La poca literatura que sobrevive al siglo veinte es la de los libros de antropología anteriores a la dictadura de la corrección política. No conozco a nadie que le hinque el diente a Sartre, aquel buda bisojo a cuya cueva arrastró Juanito Goytisolo a Cela para que le firmara una botella de Anís del Mono, pero tengo un vecino que se lo está pasando bomba con «La rama dorada» de Frazer.
Jack Randolph Conrad es un antropólogo yanqui pasado por la piedra del psicoanálisis que en 1950 vino a España a estudiar la corrida de toros. Siete años después publicó «El cuerno y la espada», el libro más interesante sobre la cultura del toro -por eso no se había traducido al español hasta ahora: lo han hecho la Maestranza y la Universidad de Sevilla- que uno haya leído.

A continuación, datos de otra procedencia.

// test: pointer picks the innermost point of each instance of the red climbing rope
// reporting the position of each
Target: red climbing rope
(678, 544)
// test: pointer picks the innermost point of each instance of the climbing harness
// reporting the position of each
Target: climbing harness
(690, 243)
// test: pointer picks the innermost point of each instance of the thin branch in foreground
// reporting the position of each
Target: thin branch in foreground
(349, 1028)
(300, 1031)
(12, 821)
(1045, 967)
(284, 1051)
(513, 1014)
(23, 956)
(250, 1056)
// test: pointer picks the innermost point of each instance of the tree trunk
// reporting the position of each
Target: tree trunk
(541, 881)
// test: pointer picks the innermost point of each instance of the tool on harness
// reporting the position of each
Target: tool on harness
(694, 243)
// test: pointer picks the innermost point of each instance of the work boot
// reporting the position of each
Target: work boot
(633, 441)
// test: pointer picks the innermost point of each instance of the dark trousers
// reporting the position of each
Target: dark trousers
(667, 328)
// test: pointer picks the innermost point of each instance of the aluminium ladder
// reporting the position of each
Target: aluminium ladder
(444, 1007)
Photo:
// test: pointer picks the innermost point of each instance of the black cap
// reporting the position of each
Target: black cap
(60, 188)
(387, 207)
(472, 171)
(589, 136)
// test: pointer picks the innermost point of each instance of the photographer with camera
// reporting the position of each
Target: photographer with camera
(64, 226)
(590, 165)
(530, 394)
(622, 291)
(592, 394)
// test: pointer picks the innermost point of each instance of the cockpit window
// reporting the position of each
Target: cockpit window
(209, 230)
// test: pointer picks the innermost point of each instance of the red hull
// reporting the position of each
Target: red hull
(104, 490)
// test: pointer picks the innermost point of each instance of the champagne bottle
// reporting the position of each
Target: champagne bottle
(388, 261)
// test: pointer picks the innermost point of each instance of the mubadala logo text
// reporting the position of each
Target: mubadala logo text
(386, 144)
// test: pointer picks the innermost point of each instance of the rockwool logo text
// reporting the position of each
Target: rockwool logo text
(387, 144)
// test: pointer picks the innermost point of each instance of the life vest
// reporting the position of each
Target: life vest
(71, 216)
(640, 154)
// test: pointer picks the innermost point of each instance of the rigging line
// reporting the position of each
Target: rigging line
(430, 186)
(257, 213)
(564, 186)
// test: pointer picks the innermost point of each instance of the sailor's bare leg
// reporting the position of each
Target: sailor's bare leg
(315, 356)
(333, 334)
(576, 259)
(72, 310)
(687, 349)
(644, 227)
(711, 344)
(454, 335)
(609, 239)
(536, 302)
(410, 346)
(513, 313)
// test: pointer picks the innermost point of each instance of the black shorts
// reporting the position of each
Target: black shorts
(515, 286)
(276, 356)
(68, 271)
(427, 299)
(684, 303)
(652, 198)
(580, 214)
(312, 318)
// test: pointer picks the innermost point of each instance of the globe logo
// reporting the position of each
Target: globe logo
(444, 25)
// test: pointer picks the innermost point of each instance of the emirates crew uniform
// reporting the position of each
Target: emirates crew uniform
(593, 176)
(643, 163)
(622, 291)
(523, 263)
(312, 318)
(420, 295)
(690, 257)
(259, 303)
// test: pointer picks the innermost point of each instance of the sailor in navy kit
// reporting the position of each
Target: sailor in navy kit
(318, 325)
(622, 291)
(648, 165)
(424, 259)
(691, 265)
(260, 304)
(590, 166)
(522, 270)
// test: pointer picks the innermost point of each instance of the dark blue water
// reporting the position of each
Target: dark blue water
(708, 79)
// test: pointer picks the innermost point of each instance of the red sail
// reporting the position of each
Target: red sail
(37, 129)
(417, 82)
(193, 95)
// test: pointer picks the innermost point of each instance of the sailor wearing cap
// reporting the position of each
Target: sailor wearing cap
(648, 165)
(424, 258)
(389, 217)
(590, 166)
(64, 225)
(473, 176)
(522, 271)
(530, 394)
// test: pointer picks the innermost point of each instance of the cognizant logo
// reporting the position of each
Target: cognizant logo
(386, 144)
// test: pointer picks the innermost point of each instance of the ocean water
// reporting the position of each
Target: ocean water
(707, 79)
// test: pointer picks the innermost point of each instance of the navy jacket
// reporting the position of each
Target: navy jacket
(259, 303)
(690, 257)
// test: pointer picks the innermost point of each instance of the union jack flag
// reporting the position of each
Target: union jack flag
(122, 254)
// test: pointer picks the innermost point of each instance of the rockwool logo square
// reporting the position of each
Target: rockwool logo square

En mitad del espectáculo (pinturas de la Edad de Piedra, toros barbudos de Mesopotamia, «toro de toros» de India, Apis de rayo de luna de Egipto, himnos y liturgias de Levante, corridas de Creta, misterios dionisiacos de Grecia, Mitra y arenas de Roma...), J. R. Conrad hace una observación formidable:
-El hecho de que durante miles de años los hombres hayan adorado al toro como padre de los dioses y como autor de la vida misma es una creencia con tanta intriga que no puede despacharse diciendo mientras se levanta una ceja «pero vivían en el error».
No. Pero así, levantando una ceja, es como el habitante por accidente de La Moncloa viene despachando las tres cosillas -familia, Estado y religión- que, de dar crédito a la hipótesis de J. R. Conrad, son los que nos hacen a los españoles ir a los toros.
El individualismo español, y aquí seguimos a J. R. Conrad (con quien Alfredo Valenzuela ha conseguido hablar, y publica mañana la entrevista en ABC de Sevilla), es un producto primario de la familia española, que es una familia sin padre: ocupado éste en buscar el sustento familiar, pasa poco tiempo con los hijos, que ven en él a un intruso y rival para el afecto materno.
-La manifestación más chocante de individualismo en el varón español es el desafío de la autoridad bajo cualquiera de sus formas.
Para probar este individualismo, J. R. Conrad tira de Ellis, de Ortega, de Unamuno y de Madariaga, que recuerda que la doctrina de la objeción de conciencia, que desafía a la autoridad, fue acuñada por un jurista español, el padre Vitoria. A los toros vamos, pues, a dar testimonio de nuestra resistencia a las fuerzas de autoridad que nos rodean.
-Pero no hay virtud alguna en el aborrecimiento del toreo. Sentir náuseas del espectáculo supone un desequilibrio en otra dirección. Si no nos gusta ver a la autoridad establecida desafiada por el individuo, si somos dados a sentir que nuestros padres, nuestros patronos, nuestros líderes son sacrosantos y libres de crítica, entonces condenaremos violentamente la corrida de toros.